Schoolcraft [Footnote: Schoolcraft’s Indian Tribes, Vol. II, pp. 71, 72.] says “one of the principal amusements of a sedentary character is that of various games, success in which depends on luck in numbers. These games, to which both the prairie and forest tribes are addicted, assume the fascination and intensity of gambling; and the most valued articles are often staked upon the luck of a throw. For this purpose the prairie tribes commonly use the stones of the wild plum or some analogous fruit, upon which various devices indicating their arithmetical value are burned in, or engraved and colored, so as at a glance to reveal the character of the pieces.” Among the Dacota tribes this is known by a term which is translated the “game of plum stones." He gives illustrations of the devices on five sets of stones, numbering eight each. “To play this game a little orifice is made in the ground and a skin put in it; often it is also played on a robe.” [Footnote: Domenech. Vol. II, p. 191, First Annual Report of Bureau of Ethnology. Smithsonian, 1881, p. 195.] The women and the young men play this game. The bowl is lifted with one hand and rudely pushed down to its place. The plum stones fly over several times. The stake is first put up by all who wish to play. A dozen can play at once if desirable.

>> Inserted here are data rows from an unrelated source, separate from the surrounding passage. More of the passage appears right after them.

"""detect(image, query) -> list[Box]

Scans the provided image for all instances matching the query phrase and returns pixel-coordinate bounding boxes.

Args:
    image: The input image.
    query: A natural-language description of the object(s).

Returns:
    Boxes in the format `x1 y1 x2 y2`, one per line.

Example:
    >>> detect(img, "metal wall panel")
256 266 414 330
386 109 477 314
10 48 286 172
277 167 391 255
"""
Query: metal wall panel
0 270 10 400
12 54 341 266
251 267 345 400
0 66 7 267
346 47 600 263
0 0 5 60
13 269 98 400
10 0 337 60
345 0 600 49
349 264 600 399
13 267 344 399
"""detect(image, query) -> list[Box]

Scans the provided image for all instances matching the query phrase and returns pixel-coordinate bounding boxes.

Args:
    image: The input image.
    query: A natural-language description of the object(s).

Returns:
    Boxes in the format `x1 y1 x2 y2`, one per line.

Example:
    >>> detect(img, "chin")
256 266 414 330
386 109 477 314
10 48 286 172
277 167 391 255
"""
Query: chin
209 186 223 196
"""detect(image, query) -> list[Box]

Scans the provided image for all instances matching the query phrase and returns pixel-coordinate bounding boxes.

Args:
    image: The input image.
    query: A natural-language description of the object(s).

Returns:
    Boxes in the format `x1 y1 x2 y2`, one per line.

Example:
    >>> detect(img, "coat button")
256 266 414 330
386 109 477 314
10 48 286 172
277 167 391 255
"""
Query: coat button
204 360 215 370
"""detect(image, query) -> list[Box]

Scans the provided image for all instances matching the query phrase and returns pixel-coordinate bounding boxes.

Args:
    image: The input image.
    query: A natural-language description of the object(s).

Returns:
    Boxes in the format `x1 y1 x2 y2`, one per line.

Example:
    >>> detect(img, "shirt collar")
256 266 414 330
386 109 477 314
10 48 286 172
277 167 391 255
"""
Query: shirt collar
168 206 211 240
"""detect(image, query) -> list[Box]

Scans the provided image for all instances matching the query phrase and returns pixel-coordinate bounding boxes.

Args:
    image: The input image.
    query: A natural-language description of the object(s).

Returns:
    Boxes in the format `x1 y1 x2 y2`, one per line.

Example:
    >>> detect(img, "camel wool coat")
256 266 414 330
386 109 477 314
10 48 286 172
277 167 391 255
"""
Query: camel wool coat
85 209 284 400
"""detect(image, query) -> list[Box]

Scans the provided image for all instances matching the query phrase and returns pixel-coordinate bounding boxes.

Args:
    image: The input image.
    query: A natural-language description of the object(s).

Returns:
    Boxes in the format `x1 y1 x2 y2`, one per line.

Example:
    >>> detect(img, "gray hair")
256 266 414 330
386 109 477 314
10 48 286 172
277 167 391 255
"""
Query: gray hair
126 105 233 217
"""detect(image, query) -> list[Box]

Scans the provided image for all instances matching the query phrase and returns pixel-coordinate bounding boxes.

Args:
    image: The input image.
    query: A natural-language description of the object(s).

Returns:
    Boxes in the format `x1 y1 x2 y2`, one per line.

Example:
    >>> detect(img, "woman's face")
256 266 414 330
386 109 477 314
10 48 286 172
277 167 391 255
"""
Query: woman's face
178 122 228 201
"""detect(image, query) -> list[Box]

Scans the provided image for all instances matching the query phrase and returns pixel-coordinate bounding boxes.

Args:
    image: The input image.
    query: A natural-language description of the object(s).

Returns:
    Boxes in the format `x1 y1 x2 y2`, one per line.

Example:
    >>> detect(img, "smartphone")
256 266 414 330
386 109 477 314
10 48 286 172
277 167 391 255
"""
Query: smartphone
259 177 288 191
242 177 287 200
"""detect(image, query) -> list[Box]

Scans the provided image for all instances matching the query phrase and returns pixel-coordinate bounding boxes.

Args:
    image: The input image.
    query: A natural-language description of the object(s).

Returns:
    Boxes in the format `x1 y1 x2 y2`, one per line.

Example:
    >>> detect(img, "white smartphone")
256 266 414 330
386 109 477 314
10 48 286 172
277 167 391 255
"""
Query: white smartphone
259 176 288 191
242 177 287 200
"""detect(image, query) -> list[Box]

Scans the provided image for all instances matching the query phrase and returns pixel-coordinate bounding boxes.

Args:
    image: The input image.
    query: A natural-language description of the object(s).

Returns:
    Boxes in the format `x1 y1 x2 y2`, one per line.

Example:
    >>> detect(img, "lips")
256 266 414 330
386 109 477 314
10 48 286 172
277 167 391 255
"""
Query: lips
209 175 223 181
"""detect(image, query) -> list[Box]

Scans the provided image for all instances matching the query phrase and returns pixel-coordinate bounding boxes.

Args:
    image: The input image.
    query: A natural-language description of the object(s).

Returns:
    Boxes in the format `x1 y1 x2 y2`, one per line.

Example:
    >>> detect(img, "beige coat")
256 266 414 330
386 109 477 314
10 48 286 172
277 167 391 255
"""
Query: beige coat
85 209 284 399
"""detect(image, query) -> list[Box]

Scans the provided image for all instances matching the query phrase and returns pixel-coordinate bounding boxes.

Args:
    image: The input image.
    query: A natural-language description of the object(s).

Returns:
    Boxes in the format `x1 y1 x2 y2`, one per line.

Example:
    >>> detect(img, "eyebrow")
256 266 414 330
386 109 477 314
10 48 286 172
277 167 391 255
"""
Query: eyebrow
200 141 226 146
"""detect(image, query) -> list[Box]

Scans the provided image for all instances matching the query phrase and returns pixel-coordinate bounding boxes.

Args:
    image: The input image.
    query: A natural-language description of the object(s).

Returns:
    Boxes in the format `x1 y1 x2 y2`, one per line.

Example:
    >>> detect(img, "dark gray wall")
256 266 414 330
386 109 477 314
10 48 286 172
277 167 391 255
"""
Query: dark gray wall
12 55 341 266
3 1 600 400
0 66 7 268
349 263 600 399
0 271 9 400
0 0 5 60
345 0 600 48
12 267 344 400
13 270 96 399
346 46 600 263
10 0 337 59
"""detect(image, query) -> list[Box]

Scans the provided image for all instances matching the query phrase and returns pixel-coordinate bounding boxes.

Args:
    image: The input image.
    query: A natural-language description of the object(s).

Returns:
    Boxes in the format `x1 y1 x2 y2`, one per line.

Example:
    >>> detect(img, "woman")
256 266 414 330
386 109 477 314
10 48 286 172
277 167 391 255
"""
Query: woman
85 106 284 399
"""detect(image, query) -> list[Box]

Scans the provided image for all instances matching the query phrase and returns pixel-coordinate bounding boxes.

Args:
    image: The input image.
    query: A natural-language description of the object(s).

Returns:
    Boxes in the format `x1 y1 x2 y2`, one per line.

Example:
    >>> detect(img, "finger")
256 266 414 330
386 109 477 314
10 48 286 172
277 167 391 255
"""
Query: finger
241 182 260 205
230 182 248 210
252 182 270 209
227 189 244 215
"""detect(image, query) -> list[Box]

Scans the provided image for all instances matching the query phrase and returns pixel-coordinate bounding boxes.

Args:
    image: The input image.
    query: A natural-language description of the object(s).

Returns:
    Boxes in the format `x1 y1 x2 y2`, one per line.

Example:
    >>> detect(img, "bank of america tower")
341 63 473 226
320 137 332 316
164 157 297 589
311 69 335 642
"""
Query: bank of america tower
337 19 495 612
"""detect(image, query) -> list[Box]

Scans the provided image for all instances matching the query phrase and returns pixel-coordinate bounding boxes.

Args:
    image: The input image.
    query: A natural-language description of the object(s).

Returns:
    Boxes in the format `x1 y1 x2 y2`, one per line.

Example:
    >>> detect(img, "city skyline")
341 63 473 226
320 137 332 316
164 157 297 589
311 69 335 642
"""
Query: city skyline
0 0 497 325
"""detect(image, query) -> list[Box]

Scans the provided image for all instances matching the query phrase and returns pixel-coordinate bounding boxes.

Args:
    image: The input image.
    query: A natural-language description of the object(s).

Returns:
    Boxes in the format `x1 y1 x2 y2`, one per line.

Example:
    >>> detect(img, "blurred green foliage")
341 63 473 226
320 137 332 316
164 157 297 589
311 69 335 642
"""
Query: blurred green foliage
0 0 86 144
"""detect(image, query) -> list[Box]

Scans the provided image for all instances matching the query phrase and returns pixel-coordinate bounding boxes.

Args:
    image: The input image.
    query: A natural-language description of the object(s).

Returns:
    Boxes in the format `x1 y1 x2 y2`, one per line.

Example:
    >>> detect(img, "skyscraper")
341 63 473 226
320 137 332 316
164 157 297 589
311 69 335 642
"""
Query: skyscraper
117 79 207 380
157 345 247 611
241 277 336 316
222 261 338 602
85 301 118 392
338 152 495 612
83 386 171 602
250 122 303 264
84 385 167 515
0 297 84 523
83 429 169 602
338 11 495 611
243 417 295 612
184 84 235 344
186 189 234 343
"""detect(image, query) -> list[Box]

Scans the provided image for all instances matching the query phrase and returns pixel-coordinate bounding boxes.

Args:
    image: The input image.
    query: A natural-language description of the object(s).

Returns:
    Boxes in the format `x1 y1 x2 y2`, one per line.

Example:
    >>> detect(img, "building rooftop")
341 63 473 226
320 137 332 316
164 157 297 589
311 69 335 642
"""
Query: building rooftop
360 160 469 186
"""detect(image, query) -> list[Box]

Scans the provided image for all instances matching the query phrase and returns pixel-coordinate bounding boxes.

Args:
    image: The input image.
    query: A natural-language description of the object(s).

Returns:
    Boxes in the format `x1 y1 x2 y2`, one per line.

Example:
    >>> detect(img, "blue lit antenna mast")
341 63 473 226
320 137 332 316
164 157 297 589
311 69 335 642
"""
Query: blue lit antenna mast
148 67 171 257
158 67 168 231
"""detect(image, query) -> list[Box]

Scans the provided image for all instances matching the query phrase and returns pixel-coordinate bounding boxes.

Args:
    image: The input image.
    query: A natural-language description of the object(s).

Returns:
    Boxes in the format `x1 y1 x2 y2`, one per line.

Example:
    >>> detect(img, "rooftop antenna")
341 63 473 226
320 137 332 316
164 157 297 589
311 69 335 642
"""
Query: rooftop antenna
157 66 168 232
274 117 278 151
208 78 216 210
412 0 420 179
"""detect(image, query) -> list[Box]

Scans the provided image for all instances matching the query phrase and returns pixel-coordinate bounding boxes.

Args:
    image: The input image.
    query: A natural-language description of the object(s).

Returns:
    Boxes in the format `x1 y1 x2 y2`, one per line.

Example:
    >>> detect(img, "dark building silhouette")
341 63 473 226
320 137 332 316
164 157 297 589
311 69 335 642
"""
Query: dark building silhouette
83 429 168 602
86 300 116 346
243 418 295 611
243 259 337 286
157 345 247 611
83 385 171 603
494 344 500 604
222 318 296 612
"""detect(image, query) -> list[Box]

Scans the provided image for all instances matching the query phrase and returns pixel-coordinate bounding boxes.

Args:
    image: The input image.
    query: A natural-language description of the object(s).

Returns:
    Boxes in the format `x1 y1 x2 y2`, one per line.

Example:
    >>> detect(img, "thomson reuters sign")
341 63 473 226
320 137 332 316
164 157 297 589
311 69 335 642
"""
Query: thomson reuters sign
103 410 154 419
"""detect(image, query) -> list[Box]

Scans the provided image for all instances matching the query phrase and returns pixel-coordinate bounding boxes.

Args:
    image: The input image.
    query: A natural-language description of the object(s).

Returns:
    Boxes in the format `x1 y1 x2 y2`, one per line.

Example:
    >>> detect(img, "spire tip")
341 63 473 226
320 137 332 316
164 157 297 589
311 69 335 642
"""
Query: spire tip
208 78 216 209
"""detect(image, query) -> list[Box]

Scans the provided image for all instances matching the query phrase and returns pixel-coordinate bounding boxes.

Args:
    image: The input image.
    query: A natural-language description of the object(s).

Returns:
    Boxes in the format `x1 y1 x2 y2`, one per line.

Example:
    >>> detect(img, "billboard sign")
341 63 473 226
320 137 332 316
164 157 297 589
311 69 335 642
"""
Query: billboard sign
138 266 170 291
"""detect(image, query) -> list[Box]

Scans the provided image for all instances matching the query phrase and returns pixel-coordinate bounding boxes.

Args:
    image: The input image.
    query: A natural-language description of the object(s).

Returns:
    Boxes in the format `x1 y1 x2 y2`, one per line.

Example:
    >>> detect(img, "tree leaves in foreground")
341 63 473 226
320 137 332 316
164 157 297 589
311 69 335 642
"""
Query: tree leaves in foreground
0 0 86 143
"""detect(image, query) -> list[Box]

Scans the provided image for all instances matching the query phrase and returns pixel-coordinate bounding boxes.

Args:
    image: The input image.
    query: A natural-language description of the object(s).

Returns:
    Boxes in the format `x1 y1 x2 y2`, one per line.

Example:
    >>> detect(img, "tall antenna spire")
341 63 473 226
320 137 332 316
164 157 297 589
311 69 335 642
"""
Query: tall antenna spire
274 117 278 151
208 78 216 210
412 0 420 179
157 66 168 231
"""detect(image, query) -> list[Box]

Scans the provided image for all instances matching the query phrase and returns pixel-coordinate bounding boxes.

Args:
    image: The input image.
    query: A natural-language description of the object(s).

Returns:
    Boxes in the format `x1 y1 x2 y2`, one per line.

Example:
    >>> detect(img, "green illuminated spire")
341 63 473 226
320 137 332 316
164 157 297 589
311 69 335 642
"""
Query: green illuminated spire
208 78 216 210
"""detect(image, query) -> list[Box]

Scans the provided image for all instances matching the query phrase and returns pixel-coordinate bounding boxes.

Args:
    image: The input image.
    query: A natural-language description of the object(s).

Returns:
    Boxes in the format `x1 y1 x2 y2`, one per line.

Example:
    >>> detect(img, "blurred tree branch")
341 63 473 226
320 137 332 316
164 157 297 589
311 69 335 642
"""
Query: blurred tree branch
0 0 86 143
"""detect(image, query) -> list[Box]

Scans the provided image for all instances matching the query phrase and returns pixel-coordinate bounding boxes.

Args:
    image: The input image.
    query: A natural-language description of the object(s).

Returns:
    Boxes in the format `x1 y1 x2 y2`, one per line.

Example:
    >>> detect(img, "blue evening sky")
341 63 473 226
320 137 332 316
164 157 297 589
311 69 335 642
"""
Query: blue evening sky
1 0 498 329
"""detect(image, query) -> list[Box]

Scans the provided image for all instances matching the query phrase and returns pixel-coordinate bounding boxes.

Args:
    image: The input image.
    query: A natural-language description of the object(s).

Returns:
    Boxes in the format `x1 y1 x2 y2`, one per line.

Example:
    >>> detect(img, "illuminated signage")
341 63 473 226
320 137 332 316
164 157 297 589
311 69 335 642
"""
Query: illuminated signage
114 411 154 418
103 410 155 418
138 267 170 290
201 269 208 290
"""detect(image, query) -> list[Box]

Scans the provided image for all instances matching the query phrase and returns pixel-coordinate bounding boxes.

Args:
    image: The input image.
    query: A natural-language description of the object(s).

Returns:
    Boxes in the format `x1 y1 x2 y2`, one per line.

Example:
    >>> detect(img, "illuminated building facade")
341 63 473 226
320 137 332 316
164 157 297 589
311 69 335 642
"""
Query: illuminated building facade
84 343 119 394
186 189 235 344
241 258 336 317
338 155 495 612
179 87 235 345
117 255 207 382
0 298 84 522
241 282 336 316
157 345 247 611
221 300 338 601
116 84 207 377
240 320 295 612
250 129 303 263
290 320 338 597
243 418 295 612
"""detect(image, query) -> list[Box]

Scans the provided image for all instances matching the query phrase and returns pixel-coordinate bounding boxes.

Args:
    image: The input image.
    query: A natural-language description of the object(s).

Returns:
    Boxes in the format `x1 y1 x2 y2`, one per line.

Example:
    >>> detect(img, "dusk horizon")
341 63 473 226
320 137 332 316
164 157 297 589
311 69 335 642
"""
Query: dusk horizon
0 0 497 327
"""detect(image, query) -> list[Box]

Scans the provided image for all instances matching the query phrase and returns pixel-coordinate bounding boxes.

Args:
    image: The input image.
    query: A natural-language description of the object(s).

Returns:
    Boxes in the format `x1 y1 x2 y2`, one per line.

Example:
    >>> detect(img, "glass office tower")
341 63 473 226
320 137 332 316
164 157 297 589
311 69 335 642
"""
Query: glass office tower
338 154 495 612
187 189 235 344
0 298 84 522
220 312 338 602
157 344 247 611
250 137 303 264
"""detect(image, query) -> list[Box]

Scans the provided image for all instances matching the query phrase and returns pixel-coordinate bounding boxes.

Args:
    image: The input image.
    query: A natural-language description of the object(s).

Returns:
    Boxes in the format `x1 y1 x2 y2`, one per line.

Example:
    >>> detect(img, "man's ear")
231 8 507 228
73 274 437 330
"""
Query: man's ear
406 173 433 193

Schoolcraft [Footnote: Vol. n, p. 72.] describes still another form of, the game which he found among the Chippewas, in which thirteen pieces or dice were used. Nine of them were of bone and were fashioned in figures typifying fish, serpents, etc. One side of each was painted red and had dots burned in with a hot iron. The brass pieces were circular having one side convex and the other concave. The convex side was bright, the concave dark or dull. The red pieces were the winning pieces and each had an arithmetical value. Any number of players might play. A wooden bowl, curiously carved and ornamented, was used. This form of the game may have been modified by contact with the whites. It seems to be the most complex [Footnote: See also a simpler form of the game described by Philander Prescott among the Dacotas--Schoolcraft, Vol. IV, p. 64. The tendency of the modern Indians to elaborate the game may be traced in the description of “Plumstone shooting” given in “Omaha Sociology” by Rev. J. Owen Dorsey. Third Annual Report of the Bureau of Ethnology to the Secretary of the Smithsonian Institution. Washington, 1884, p. 335.] form in which the game appears. The fact still remains however, that in some form or other we find the game in use across the entire breadth of the continent. [Footnote: Col. James Smith describes the game among the Wyandots. An Account of the Remarkable Occurrences in the Life and Travels of Col. James Smith, during his Captivity with the Indians in the Years 1755-1759. Cincinnati, 1870, p. 46. Tanner also describes it. He calls it Beg-ga sah or dice. Tanner’s Narrative, New York, 1830, p. 114.]